The founding mothers of Salon.com's "Mothers who think" column and the subsequent anthology of the same name have gathered and edited essays on Motherhood from differing perspectives which makes for an enjoyable and diverse read. I enjoyed this book because I really like the short story form and this book is essentially 33 short stories. 33 different women have written essays on motherhood, all from very different view points and walks of life.You read of the African American Mother who moves from LA to NYC with her white husband where the acceptance of a racially mixed marriage is not so widely accepted as it was in California and where she is continuously assumed to be the "nanny" to her light skinned daughter to the young mother from Guatemala who runs away to the United States and seeks asylum from an incredibly abusive husband, in order to save her own life from imminent death, with the hopes that in the long run, she can slowly, bring her children over to live with her to Mothers who have returned to work but continue to struggle with their decisions. Very diverse stories. I read a story every day or so and loved this format.
Do You like book Because I Said So: 33 Mothers Write About Children, Sex, Men, Aging, Faith, Race, And Themselves (2005)?

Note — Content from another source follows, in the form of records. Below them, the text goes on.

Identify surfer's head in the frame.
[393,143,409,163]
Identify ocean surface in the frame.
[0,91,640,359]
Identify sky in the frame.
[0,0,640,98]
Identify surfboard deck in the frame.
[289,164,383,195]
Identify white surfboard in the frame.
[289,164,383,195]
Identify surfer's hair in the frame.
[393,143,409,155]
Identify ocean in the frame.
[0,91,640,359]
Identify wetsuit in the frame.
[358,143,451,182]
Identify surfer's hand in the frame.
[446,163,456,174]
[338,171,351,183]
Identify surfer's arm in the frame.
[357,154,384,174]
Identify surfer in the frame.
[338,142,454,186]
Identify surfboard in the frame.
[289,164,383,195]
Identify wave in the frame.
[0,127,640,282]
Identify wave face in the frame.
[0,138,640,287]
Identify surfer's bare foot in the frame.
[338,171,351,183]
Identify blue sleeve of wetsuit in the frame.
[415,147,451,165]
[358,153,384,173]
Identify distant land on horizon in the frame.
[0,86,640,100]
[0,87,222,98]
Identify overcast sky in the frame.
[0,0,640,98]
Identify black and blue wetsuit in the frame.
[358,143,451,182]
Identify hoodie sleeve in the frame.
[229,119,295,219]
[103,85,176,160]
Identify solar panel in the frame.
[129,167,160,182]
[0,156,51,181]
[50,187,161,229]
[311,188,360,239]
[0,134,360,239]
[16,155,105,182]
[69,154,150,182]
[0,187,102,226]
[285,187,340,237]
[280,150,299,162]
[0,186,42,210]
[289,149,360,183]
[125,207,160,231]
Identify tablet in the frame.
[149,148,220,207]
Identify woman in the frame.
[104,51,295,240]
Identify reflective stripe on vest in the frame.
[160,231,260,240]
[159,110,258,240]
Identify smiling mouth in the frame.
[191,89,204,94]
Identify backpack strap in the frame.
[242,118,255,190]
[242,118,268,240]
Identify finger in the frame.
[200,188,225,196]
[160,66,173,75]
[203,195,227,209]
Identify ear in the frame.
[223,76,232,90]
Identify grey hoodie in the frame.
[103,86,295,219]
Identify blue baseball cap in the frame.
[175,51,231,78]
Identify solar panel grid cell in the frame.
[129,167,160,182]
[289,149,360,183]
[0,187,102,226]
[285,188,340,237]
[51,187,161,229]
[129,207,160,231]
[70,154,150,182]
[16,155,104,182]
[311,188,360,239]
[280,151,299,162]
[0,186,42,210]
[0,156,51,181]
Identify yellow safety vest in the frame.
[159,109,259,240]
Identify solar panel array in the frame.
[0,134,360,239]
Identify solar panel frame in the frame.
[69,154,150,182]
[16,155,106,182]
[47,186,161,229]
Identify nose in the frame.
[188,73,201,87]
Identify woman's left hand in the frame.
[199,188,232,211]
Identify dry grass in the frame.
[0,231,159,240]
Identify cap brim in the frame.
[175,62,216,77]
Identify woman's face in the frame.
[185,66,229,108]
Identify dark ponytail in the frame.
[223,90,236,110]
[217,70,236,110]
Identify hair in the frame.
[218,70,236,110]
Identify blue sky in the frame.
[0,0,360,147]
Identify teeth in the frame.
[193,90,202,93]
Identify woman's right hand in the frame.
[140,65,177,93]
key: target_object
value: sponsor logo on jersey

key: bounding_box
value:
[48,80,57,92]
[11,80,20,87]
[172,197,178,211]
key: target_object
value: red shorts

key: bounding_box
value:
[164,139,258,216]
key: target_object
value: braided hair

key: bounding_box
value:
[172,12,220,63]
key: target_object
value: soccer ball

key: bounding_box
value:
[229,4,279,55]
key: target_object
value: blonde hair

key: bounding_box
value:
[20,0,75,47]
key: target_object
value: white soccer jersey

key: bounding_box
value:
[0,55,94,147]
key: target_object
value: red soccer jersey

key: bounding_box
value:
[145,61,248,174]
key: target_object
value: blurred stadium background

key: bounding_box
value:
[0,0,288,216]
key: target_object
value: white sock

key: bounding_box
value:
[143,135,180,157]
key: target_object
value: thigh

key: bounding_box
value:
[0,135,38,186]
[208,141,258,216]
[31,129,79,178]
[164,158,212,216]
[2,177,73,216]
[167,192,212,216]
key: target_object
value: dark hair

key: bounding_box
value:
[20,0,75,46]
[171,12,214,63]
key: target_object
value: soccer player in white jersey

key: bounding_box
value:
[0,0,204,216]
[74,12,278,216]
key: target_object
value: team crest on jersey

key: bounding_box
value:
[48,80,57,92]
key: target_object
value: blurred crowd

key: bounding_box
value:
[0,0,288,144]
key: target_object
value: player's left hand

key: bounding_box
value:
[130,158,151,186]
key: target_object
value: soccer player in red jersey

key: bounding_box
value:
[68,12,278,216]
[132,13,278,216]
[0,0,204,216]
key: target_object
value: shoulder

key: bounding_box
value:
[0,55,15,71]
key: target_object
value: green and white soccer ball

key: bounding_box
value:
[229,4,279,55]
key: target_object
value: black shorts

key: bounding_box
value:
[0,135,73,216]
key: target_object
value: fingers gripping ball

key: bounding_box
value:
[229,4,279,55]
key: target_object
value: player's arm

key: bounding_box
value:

I don't usually read a lot of essay books but I really enjoyed this one. (well worth the one dollar I paid for it) If you ever read it I have madea list of the essays that I thought are worth reading and the ones that are a MUST READ. ask me for it! There were some interesting things about life and loss and mother/teenager relationships and about surrogacy, and some definatly well written ones about race and diversity. I will for sure pick this one up to read again. I think I enjoyed it most because of in my life right now I have a child and I was a child not very long ago so I connected with a lot of the stories!
—MichelleMarie
Supremely excellent collection. I enjoyed most all of these slices of life from intelligent, interesting mothers. I particularly enjoyed the story of Denise Minor, "There's No Being Sad Here" which is a piercingly accurate story of growing up alongside an autistic son, as well as the wry "Material Girls" from Margaret Talbot, a commentary on the American Girls craze. "Harry Potter and Divorce Among the Muggles" "Why I Can Never Go Back to the French Laundry" (where I am clearly destined to eat, since I have now revelled in it from three separate books) and "Mother of the World" were all simply excellent. Thanks for the loan, Cary!
—Joanna
Honestly, I haven't finished this book yet and I probably won't for a while. What I have read has generally been very entertaining. There are some wonderful essays, a couple of which I can identify with. There are, however, MANY esssays about divorced families and I can not relate to those at all. The one essay that touched me most was Mariane Pearl's "On Giving Hope". Silly me didn't realize this was Daniel Pearl's wife right away, but halfway through, it clicked and reading her story of how she faced Daniel's captivity and execution was amazing. I remember wondering how she could possibly deal with it and how she managed to stay so strong through it all when it first hit the news. It is the most tragic love story I've ever known. She is an amazing woman and he was an amazing man, and I highly, highly recommend this book for at least this one essay.